Prerequisite software

You will need the following software

Nextflow
Miniconda

Nextflow can be downloaded here: https://www.nextflow.io/ Miniconda can be downloaded here: https://conda.io/projects/conda/en/latest/user-guide/install/download.html

Prerequisite data

You will need a cgMLST schema which should be added into the raw data folder.
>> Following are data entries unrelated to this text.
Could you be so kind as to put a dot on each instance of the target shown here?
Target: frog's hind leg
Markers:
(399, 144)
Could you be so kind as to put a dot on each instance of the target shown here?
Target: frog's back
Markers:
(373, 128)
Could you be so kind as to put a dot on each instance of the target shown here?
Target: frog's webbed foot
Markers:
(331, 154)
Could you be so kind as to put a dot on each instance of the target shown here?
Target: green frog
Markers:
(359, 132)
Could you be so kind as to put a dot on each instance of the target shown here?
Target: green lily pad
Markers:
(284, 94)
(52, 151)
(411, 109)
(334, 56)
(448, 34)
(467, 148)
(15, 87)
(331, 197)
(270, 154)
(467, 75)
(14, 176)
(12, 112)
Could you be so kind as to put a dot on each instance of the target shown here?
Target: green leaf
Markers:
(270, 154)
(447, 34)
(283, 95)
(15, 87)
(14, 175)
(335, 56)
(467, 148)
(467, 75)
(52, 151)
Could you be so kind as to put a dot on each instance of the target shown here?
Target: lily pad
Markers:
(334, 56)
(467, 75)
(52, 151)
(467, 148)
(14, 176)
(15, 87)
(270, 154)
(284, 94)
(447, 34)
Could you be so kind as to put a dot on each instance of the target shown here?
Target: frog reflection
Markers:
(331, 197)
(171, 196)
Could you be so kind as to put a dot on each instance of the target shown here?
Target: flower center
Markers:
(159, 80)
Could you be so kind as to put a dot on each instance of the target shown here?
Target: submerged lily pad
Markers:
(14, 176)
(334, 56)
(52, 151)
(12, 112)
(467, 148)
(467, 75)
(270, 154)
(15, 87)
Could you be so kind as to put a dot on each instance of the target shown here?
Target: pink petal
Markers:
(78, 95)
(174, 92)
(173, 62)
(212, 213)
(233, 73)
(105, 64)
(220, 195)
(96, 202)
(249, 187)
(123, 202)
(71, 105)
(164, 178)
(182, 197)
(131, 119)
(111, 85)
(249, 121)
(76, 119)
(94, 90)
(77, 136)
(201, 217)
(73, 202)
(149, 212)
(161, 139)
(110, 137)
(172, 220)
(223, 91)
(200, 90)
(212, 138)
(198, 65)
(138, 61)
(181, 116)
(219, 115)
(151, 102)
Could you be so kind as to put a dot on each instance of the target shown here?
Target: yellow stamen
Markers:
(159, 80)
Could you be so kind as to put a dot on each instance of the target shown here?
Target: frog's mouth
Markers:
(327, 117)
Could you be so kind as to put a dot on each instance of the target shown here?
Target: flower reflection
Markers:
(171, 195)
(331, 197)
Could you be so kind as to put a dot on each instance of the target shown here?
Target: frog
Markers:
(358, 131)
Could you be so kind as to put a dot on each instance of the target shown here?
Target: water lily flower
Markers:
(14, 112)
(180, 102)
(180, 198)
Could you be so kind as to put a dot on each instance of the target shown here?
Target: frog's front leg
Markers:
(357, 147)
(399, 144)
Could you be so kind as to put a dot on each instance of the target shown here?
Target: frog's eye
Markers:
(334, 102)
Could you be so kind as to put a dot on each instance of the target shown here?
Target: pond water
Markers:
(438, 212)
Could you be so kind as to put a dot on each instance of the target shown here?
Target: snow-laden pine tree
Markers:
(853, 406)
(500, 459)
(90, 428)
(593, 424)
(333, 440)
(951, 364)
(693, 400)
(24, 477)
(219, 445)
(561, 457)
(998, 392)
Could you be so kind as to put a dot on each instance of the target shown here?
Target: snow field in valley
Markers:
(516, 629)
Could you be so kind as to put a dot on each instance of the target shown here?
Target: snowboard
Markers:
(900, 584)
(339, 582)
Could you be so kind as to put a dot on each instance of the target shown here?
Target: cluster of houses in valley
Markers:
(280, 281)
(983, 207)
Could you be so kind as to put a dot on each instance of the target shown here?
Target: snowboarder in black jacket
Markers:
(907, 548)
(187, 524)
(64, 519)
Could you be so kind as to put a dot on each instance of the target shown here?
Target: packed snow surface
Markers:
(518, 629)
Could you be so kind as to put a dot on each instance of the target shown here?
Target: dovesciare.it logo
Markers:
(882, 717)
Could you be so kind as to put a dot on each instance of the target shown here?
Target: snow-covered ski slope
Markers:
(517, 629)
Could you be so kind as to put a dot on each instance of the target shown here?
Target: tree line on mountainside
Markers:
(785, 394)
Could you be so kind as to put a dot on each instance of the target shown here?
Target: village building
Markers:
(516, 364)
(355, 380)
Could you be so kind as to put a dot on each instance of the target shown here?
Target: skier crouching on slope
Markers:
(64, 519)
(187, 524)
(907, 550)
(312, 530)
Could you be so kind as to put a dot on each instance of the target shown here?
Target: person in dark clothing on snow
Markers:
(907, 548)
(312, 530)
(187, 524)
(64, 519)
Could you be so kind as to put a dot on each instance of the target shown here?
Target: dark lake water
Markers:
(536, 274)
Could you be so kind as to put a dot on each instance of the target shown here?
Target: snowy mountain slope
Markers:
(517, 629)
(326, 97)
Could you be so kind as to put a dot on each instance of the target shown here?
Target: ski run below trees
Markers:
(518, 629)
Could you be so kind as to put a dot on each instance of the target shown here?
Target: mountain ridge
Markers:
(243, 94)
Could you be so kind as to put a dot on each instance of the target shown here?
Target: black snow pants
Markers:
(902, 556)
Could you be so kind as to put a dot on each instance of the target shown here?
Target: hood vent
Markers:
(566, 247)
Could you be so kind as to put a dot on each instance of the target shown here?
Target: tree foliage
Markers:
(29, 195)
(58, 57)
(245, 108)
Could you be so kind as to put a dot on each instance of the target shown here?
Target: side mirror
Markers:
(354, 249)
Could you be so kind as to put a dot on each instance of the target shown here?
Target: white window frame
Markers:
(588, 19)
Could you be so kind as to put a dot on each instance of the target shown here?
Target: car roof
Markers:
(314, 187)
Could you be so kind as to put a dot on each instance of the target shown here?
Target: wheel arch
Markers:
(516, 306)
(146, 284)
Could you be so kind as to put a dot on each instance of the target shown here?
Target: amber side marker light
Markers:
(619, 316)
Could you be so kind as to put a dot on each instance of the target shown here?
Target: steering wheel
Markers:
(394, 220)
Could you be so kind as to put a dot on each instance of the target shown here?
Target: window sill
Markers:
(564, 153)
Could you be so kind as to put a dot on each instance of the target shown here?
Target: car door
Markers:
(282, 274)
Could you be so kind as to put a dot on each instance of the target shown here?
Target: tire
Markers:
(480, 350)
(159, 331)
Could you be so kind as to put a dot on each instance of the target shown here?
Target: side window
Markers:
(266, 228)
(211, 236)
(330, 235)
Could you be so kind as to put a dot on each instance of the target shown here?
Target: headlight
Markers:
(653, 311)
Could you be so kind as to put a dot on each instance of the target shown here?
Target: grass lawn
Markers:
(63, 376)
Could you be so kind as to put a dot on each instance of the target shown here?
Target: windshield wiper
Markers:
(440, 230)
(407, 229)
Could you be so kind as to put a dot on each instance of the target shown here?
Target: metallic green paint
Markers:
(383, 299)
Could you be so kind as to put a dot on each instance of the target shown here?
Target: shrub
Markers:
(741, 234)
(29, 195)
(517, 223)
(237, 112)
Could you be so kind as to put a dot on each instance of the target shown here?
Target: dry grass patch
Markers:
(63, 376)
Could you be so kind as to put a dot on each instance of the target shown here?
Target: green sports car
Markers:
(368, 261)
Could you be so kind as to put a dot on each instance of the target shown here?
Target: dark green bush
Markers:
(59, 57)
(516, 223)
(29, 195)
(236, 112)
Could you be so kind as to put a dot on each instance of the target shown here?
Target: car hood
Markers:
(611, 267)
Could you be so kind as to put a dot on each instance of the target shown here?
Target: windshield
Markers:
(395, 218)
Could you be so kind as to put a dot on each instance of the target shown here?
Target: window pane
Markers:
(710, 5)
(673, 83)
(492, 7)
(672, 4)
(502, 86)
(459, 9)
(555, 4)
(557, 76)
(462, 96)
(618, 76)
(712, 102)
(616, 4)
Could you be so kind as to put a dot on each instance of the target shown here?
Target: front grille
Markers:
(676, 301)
This project is compatible with the Innuendo project's cgMLST schema for Campylobacter jejuni (https://www.efsa.europa.eu/sv/supporting/pub/en-1498) and can be downloaded here https://zenodo.org/record/1322564.

The downloaded folder "Campylobacter_jejuni" should be placed inside the Raw_data folder.

Input files

You will need to place the following files/folders in the folder Raw_data:

The cgMLST schema, see "Prerequisite data"
Your .fastq files representing your samples should be placed in the Samples folder inside Raw_data

Installation

Clone git repository into your chosen directory.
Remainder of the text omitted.